Few Recommendations for Increasing EQ
One of the goal I have for myself in 2021 is about self-improvement. So the number one thing I want to work on is improving emotional intelligence.
So, here are simple verbal habits that I am working on and would like to share with you all as well. They’re simple changes, just a matter of memorizing phrases and using them in those situations.
Here are three verbal habits:
- Tell me more.”
This is one of the most powerful phrase in the World IMO, and it’s my favorite one for improving emotional intelligence. It’s also nearly all-purpose.
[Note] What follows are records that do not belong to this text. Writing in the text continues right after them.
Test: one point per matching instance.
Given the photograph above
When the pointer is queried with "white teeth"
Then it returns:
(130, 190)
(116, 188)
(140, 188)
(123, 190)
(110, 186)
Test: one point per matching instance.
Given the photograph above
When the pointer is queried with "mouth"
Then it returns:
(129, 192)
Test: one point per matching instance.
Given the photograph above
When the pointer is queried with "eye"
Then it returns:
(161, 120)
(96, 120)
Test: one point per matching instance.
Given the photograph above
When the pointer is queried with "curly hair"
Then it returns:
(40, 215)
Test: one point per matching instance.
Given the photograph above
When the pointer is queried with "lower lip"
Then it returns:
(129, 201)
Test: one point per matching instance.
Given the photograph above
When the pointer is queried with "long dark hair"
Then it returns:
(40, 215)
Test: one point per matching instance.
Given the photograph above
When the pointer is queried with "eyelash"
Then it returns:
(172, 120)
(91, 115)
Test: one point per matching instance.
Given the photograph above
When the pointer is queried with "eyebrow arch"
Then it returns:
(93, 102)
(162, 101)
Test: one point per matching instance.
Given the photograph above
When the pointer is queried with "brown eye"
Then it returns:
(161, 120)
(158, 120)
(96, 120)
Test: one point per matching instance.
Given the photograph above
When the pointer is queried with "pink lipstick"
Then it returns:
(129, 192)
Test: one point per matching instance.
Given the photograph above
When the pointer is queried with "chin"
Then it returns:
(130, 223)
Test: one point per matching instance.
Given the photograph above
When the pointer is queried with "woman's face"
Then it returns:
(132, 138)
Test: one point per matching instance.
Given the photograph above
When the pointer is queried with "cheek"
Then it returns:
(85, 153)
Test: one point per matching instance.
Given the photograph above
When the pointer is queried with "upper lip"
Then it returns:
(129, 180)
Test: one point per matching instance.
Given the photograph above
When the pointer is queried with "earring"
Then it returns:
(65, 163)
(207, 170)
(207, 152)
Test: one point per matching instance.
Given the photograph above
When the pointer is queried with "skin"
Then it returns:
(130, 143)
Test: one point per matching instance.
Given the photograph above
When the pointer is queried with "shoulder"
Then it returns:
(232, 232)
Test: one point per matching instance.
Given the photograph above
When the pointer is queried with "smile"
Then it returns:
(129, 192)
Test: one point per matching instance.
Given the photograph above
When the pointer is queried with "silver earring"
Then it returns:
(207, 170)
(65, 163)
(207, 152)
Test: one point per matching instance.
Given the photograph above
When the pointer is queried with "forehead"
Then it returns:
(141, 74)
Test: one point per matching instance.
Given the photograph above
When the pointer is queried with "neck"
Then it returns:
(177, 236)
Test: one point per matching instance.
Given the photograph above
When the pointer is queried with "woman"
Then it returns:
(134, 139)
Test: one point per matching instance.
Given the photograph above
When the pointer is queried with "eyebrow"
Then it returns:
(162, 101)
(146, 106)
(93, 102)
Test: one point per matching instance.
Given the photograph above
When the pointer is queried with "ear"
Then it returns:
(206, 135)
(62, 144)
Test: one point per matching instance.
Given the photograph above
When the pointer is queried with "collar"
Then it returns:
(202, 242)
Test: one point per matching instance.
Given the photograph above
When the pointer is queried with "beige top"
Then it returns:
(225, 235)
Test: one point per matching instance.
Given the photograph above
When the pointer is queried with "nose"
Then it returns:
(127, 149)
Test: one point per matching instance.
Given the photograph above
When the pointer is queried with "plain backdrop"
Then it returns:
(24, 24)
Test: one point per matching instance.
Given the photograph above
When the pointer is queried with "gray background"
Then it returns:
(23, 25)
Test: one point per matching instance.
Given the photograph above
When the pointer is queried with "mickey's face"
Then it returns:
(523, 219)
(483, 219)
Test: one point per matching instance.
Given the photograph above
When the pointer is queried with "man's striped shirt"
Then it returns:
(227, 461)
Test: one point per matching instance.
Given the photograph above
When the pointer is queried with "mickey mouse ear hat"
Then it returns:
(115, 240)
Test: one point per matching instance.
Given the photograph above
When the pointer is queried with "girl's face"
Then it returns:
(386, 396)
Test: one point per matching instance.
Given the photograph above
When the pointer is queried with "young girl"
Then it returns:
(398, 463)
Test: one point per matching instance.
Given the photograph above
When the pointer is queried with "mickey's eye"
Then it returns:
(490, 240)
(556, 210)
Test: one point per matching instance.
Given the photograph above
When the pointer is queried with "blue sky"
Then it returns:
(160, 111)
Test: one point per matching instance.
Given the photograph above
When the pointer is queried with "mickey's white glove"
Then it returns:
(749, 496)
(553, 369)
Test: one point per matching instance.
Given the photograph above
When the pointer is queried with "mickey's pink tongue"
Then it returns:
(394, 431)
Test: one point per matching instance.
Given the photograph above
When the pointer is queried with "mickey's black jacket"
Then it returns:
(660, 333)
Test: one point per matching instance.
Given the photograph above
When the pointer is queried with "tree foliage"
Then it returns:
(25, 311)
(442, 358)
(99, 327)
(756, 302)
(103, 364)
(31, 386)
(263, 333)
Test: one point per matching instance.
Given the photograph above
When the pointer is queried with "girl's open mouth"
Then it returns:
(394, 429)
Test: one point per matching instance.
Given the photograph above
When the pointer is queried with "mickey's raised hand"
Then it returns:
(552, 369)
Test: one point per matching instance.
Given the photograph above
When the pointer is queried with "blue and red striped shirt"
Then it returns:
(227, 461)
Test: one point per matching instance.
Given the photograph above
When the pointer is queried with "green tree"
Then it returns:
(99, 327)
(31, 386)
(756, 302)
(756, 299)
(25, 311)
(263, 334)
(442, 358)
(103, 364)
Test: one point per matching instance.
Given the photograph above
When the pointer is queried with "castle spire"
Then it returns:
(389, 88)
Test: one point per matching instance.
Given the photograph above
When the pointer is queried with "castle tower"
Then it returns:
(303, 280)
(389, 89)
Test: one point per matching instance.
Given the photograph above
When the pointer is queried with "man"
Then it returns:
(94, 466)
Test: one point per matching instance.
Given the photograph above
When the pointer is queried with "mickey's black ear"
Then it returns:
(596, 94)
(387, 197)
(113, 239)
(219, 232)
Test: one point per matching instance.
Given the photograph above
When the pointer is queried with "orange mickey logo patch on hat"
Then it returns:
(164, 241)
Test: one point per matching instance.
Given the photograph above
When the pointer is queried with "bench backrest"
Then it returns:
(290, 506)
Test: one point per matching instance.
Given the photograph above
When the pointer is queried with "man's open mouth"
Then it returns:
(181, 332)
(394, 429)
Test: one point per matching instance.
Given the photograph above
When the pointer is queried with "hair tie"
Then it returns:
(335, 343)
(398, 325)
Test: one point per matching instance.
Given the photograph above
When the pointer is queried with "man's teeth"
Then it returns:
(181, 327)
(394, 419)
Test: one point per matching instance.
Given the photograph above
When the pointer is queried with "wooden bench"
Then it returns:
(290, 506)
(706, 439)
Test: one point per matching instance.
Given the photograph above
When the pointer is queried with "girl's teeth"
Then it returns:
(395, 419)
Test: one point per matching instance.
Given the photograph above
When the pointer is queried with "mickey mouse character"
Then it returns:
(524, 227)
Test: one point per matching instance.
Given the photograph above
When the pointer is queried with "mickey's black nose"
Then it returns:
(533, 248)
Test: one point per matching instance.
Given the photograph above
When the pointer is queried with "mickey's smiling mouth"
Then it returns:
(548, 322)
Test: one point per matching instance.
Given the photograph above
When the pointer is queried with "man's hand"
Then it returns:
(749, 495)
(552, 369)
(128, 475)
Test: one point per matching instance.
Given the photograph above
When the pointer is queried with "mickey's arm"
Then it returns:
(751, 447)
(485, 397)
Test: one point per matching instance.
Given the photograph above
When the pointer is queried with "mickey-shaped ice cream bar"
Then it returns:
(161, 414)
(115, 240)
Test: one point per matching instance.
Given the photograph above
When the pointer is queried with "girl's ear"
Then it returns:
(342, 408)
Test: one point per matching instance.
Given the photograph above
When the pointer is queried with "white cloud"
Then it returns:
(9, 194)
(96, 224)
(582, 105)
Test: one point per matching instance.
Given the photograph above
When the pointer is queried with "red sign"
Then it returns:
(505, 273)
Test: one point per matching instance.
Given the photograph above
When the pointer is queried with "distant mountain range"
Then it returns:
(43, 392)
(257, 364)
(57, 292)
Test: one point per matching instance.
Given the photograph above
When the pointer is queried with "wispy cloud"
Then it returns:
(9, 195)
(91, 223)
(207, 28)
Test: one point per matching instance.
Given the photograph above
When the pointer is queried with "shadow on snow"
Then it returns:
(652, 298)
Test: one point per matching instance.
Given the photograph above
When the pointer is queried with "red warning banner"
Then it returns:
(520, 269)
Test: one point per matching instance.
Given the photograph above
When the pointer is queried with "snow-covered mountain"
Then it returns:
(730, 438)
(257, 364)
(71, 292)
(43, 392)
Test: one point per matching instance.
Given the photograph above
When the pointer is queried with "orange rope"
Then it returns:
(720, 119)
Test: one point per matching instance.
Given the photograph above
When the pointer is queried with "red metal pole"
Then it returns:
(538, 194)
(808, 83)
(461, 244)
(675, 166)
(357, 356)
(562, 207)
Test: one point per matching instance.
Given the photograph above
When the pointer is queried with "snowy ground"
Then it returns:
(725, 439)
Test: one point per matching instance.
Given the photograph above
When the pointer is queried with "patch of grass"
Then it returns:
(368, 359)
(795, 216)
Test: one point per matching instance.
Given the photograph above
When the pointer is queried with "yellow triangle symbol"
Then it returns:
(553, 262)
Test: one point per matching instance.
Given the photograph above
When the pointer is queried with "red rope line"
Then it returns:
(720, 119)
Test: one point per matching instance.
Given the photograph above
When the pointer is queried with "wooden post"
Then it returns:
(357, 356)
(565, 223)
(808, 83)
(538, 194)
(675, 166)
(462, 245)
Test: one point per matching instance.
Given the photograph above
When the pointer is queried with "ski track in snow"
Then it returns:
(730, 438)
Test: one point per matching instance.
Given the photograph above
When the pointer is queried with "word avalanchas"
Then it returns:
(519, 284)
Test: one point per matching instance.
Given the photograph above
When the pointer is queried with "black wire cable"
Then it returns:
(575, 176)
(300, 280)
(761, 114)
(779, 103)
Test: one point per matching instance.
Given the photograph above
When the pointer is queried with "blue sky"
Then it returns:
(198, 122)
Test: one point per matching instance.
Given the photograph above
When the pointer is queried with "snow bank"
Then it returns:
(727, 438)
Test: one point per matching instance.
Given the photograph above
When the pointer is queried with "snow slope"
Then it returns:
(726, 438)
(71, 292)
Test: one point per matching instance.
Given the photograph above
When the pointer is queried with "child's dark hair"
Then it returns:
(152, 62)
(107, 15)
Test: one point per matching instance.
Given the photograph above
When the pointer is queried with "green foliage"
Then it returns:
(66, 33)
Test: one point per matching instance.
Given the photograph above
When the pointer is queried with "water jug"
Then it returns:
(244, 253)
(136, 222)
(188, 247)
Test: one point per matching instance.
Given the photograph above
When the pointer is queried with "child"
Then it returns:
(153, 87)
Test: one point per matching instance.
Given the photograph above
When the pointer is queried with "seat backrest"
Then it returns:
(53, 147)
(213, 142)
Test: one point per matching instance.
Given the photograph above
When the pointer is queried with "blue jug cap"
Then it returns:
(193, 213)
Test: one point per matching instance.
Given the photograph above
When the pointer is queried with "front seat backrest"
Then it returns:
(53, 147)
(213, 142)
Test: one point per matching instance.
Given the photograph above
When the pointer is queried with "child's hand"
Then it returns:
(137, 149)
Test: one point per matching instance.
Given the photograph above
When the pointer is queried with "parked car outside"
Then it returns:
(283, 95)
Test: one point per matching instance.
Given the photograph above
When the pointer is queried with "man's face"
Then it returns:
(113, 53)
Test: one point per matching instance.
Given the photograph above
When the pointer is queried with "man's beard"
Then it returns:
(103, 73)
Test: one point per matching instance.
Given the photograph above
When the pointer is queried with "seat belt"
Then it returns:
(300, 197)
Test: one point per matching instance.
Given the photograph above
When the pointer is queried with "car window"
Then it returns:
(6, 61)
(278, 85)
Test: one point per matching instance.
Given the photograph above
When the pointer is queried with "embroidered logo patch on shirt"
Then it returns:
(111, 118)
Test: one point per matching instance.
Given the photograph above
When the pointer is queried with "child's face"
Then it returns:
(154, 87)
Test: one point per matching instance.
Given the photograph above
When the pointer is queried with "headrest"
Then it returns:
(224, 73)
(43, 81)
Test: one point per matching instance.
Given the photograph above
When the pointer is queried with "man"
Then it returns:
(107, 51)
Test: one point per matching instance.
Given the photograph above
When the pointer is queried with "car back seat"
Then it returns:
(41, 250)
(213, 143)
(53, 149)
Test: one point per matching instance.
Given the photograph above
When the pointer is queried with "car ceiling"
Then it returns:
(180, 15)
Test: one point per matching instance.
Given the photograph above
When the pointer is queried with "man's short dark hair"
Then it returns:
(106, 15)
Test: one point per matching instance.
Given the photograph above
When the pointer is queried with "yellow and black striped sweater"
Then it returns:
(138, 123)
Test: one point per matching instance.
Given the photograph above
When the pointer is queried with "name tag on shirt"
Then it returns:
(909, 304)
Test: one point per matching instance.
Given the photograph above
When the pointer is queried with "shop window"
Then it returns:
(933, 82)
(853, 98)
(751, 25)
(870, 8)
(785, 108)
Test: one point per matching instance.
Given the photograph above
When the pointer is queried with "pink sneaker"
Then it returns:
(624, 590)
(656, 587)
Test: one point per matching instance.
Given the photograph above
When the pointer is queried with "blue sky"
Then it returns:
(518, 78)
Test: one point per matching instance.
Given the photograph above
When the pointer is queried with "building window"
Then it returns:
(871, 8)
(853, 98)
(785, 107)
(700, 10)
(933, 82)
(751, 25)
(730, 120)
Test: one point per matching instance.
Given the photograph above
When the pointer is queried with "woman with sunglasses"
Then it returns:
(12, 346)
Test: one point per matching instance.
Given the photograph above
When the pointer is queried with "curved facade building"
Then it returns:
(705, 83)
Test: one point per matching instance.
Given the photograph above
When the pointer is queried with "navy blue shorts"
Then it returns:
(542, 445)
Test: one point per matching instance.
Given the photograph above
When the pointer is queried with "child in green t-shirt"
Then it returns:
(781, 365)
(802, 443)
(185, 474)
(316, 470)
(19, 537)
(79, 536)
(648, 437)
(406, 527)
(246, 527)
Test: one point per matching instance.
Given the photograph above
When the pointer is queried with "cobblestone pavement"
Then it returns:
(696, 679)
You can say “tell me more” in almost any situation, and you’ll do things like reassure other person that you are listening and it will set yourself up for silence.
By saying “tell me more” you are inviting other person to share, explore , and may be find a solution.
2. “Thanks for your understanding.”
Try using this phrase as a replacement for something else “Sorry.” I am not saying that you should never apologize. But many of us use that word too often, when we don’t truly mean to offer an apology.
Examples:
“Sorry I missed the meeting.”
“Sorry I didn’t return your phone call.”
A key to emotional intelligence is shifting the focus of interaction from yourself to others.
Here is an example of how you can phrase your message:
“My customer needed my help on something at the last minute, so I missed the meeting. Thanks for understanding.”
“I wanted to go to call you back once I reached home, but by the time I got home, it was so late. Thanks for understanding.”
This phrase combines gratitude and sympathy, all in one package. It’s powerful.
3. "Am I making sense?”
This is another powerful phrase, and we can use it in place of two others: either, “do you understand?” or else, “do you have any questions?”
First, “Do you have any questions?”
The default answer to this question is, “no, I don’t have any questions.” This question will create a hurdle for the other people in a conversation, and it may make it difficult for the person to ask a question or be the first one to ask.
Second, “Do you understand?”
This question will put people on the defensive. The subtle message contained herein is that you’ve explained perfectly; perhaps we need to work on the other person’s remedial understanding. You can do better.
Finally, “Am I making sense?”
This is a very humbling gesture. Here, we’re assuming it might be your fault (you haven’t made sense) as opposed to the other person’s (they just didn’t understand).
That makes it much easier for the other person to respond truthfully and completely.